Im Abstraktum namens Paradies war das nicht der Fall. „Damals war die Welt in Takt,“ sinnierte ich, noch immer verschlafen. Ich kochte Kaffee, spazierte durch den Garten. Hier in der Blase des Glücks, weit oben auf meinem einsamen Gehöft jenseits der Stadt lässt sich prima die Welt begutachten. Im Kleinen wie im Großen ist es doch wohl so, dass die Dinge eine bestimmte Zeit im Takt laufen, dann aber aus den Fugen geraten. Das ist wie eine Rückkopplung bei einem Rockkonzert. Ein leiser Ton zu viel schleicht sich in die Lautsprecher, wird verstärkt, gelangt zurück in den Konzertsaaal, nun schon etwas lauter geht er den selben Weg durch Lautsprecher und Verstärker und wird von Mal zu Mal schriller. So könnte es, Erich von Däniken zum Trotz, doch auch gewesen sein, oder? Das Bild ist leider nicht so anschaulich, wie die Gentechniksache und bedient sich des Apfels als Metapher für den winzigen Impuls, der alles aus dem Lot brachte.
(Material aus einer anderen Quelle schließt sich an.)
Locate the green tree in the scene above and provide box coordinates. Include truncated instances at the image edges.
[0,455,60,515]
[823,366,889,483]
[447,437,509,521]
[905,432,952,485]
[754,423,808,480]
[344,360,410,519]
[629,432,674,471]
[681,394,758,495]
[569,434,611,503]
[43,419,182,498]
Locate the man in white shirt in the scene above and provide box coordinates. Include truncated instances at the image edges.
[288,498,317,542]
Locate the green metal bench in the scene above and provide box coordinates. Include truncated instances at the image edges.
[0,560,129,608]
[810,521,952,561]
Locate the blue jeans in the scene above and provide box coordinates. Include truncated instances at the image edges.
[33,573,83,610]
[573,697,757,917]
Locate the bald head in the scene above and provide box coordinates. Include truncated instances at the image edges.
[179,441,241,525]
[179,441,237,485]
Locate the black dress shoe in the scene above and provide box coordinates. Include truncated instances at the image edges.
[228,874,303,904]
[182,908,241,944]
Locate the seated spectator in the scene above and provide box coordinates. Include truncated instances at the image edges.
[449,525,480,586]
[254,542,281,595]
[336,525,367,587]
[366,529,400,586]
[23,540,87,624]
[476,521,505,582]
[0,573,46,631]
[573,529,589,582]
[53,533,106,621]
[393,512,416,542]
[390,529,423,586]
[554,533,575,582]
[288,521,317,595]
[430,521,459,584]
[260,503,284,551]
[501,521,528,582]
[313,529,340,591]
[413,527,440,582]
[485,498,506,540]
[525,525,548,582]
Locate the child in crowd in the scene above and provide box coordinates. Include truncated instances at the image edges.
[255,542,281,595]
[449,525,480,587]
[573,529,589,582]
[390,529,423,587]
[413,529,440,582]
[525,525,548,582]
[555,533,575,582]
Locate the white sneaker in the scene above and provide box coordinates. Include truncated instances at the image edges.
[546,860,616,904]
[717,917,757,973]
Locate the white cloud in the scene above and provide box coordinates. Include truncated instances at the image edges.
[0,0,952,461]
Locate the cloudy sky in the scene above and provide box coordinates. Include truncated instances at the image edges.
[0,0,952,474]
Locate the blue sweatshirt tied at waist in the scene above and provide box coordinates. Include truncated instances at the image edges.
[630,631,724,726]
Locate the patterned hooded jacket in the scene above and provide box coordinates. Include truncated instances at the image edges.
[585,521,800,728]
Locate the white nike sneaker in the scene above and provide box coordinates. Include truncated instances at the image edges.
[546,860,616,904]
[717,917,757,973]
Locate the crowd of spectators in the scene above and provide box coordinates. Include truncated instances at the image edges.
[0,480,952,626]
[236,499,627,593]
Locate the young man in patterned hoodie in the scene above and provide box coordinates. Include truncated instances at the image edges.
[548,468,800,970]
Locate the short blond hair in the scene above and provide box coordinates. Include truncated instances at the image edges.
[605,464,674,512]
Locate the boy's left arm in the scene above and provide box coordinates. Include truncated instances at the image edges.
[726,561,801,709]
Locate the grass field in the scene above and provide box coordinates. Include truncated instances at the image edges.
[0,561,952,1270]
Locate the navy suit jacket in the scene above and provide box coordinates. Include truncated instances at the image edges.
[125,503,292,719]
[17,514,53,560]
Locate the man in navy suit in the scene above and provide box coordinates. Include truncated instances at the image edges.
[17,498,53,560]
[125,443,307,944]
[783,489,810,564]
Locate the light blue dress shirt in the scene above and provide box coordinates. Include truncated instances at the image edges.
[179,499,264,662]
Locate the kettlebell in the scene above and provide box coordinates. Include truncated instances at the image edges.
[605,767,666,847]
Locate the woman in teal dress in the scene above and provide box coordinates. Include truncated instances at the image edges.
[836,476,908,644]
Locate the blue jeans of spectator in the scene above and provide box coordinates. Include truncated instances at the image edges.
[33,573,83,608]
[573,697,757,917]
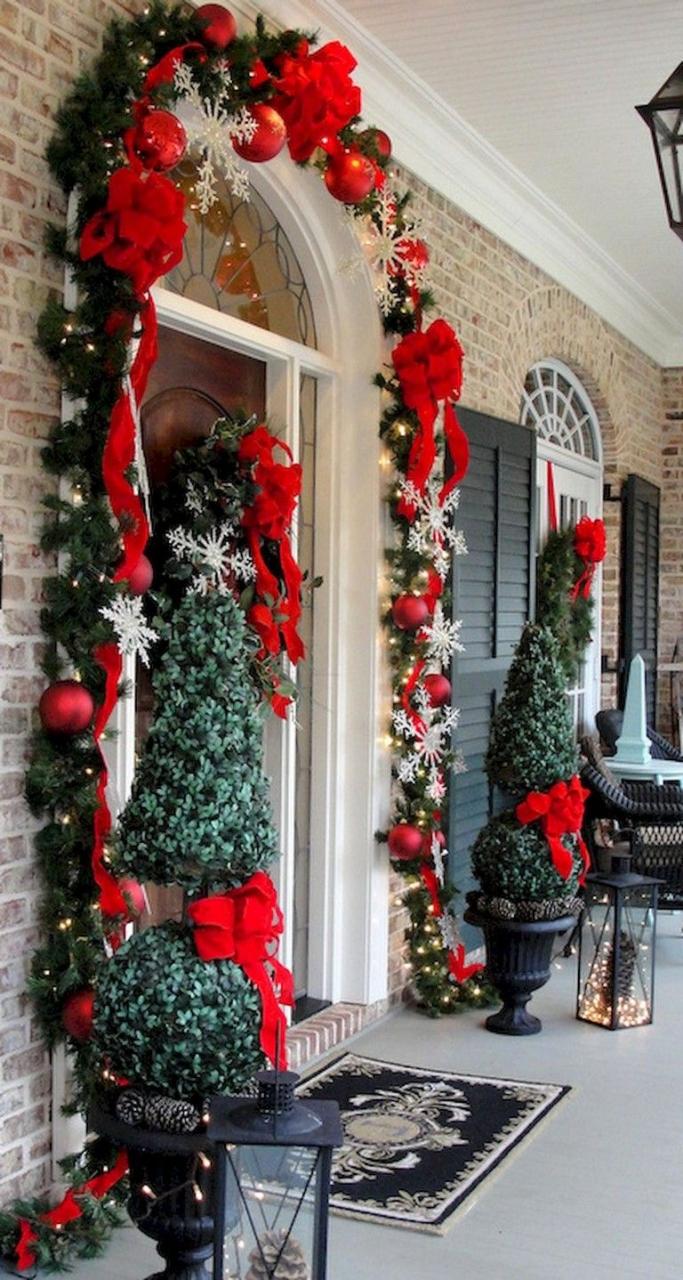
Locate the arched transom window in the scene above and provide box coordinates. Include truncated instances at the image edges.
[164,160,317,347]
[521,360,600,462]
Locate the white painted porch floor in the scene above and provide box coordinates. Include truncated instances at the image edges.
[64,915,683,1280]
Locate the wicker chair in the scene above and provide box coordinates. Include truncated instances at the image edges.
[581,739,683,911]
[595,709,683,762]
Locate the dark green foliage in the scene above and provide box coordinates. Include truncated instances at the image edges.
[95,922,263,1100]
[486,623,577,800]
[472,812,583,914]
[119,593,276,892]
[536,529,593,682]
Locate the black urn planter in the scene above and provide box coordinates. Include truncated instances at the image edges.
[464,906,576,1036]
[90,1107,223,1280]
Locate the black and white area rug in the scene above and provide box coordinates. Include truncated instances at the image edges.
[297,1053,569,1234]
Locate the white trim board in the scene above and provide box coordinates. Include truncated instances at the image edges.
[239,0,683,367]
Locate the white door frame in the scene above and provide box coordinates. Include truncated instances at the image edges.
[104,157,389,1004]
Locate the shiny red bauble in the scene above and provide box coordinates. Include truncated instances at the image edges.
[391,595,430,631]
[38,680,95,733]
[133,109,187,169]
[128,554,155,595]
[197,4,237,49]
[61,987,95,1044]
[388,822,425,863]
[233,102,287,164]
[422,672,451,707]
[422,831,446,858]
[325,148,375,205]
[119,879,150,919]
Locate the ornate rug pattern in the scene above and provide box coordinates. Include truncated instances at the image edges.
[298,1053,569,1234]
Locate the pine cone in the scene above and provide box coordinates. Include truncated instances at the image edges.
[145,1093,201,1133]
[244,1230,311,1280]
[115,1089,145,1125]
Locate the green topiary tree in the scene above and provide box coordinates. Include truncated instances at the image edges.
[472,623,583,920]
[95,591,276,1101]
[486,623,577,800]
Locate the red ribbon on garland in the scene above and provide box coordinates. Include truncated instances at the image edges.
[514,773,591,884]
[188,872,294,1071]
[391,319,469,520]
[569,516,608,600]
[15,1151,128,1271]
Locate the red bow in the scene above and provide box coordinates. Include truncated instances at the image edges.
[570,516,608,600]
[188,872,294,1070]
[514,773,591,884]
[15,1151,128,1271]
[391,320,469,520]
[272,40,361,163]
[238,426,306,663]
[81,165,187,298]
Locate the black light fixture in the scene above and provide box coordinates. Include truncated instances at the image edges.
[636,63,683,239]
[208,1071,343,1280]
[577,845,661,1032]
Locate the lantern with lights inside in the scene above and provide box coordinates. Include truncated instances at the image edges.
[577,845,660,1032]
[636,63,683,239]
[208,1070,343,1280]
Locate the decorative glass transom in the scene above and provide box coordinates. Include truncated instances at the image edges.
[521,361,600,462]
[164,161,316,347]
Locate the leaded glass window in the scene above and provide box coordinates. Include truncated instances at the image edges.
[521,360,600,462]
[164,160,316,347]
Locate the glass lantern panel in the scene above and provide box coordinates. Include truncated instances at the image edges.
[223,1146,321,1280]
[578,884,655,1028]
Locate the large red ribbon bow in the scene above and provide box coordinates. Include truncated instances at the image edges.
[514,773,591,884]
[570,516,608,600]
[188,872,294,1070]
[238,426,304,663]
[391,320,469,520]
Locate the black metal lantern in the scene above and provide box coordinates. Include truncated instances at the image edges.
[636,63,683,239]
[577,854,660,1032]
[208,1071,343,1280]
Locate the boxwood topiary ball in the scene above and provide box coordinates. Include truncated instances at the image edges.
[93,922,263,1100]
[472,813,583,914]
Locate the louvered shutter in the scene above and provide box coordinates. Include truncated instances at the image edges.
[619,475,660,726]
[448,410,536,945]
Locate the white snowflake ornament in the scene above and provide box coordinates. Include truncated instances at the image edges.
[100,595,157,667]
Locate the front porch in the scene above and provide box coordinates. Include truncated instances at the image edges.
[73,914,683,1280]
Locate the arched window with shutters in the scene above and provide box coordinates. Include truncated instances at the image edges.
[519,358,602,735]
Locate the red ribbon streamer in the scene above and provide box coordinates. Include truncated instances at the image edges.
[514,773,591,884]
[15,1151,128,1271]
[188,872,294,1071]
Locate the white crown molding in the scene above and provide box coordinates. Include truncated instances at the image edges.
[233,0,683,367]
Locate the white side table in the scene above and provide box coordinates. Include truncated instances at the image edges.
[605,755,683,787]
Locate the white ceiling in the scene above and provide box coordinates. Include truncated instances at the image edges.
[329,0,683,362]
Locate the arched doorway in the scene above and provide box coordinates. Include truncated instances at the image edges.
[519,358,602,735]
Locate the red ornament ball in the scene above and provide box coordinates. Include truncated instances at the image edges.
[119,879,150,919]
[422,672,451,707]
[38,680,95,733]
[61,987,95,1044]
[325,147,375,205]
[128,554,155,595]
[388,822,425,863]
[233,102,287,164]
[133,109,187,169]
[197,4,237,49]
[391,595,430,631]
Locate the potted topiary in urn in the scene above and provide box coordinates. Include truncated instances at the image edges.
[466,623,588,1036]
[93,591,292,1280]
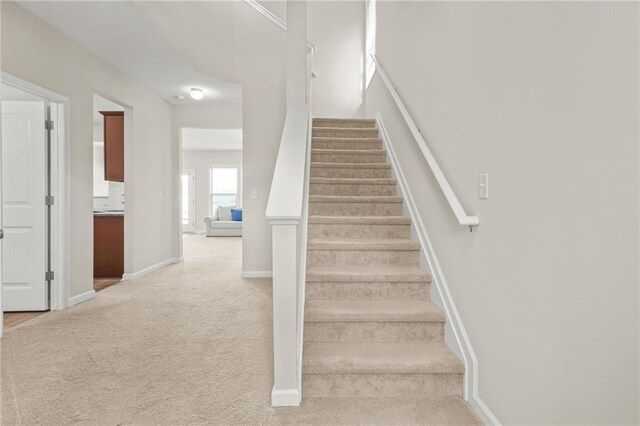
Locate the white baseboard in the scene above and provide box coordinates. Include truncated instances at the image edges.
[67,290,96,308]
[240,271,273,278]
[376,112,500,425]
[271,389,300,407]
[122,257,184,280]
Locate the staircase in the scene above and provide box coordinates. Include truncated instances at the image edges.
[303,119,479,423]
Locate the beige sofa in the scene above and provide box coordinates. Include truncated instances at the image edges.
[204,207,242,237]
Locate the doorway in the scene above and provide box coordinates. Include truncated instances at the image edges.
[0,73,68,336]
[180,169,196,232]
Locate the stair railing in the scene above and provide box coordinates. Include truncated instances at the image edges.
[371,54,480,231]
[266,105,312,407]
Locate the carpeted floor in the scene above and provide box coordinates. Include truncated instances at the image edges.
[0,235,477,425]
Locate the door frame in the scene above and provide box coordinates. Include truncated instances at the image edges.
[0,71,70,336]
[180,169,196,233]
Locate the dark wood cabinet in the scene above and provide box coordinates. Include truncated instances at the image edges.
[93,215,124,278]
[100,111,124,182]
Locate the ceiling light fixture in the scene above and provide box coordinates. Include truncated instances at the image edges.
[189,87,204,101]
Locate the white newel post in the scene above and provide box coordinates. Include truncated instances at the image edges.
[271,220,300,407]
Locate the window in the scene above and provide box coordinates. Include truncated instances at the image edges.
[209,166,242,214]
[364,0,376,89]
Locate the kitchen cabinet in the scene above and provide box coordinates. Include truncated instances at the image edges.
[100,111,124,182]
[93,213,124,278]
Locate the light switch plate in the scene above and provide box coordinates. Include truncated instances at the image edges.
[478,173,489,200]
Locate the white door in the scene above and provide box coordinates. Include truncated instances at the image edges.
[181,169,196,232]
[2,101,49,311]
Vieles funktioniert nach dem Prinzip der Rückkopplung. Ein anschauliches Beispiel könnte ein Nachbarschaftsstreit sein: die Äste des Baums wachsen über die Grenze. Nachbar A. nimmt einen Apfel von dem Ast, der auf seinem Grundstück hängt. Nachbar B. bezichtigt ihn des Diebstahls. Die Stimmung verschlechtert sich. Nachbar A. und B. geraten in eine Rückkopplungssituation, indem sie sich gegenseitig schikanieren bis alles in einer Resonanzkatastrophe resultiert.

Dieses Prinzip, lässt sich auf alles im Leben übertragen, seien es Liebesgeschichten oder weltwirtschaftliche Konflikte. Die Welt wie sie heute ist, zeigt sich als eine gigantische sich anbahnende Resonanzkatastrophe.

Gut zu wissen, dass erfahrene Tontechniker durchaus in der Lage sind, die Katastrophe zu verhindern und die Kräfte zu kompensieren, wenn sie die Regler zurückschieben.

Nicht zuletzt jener Rat, den der große QQlka vor über zehn Jahren in Bezug auf die Liebe gab: „Man muss die Waffen strecken, wenn man sich wirklich liebt.“

Und das Paradies? Es ist eine schäumende Blubbermasse, bestehend aus Blasen des Glücks in all dem Elend. Jede Blase ein kleines Paradies.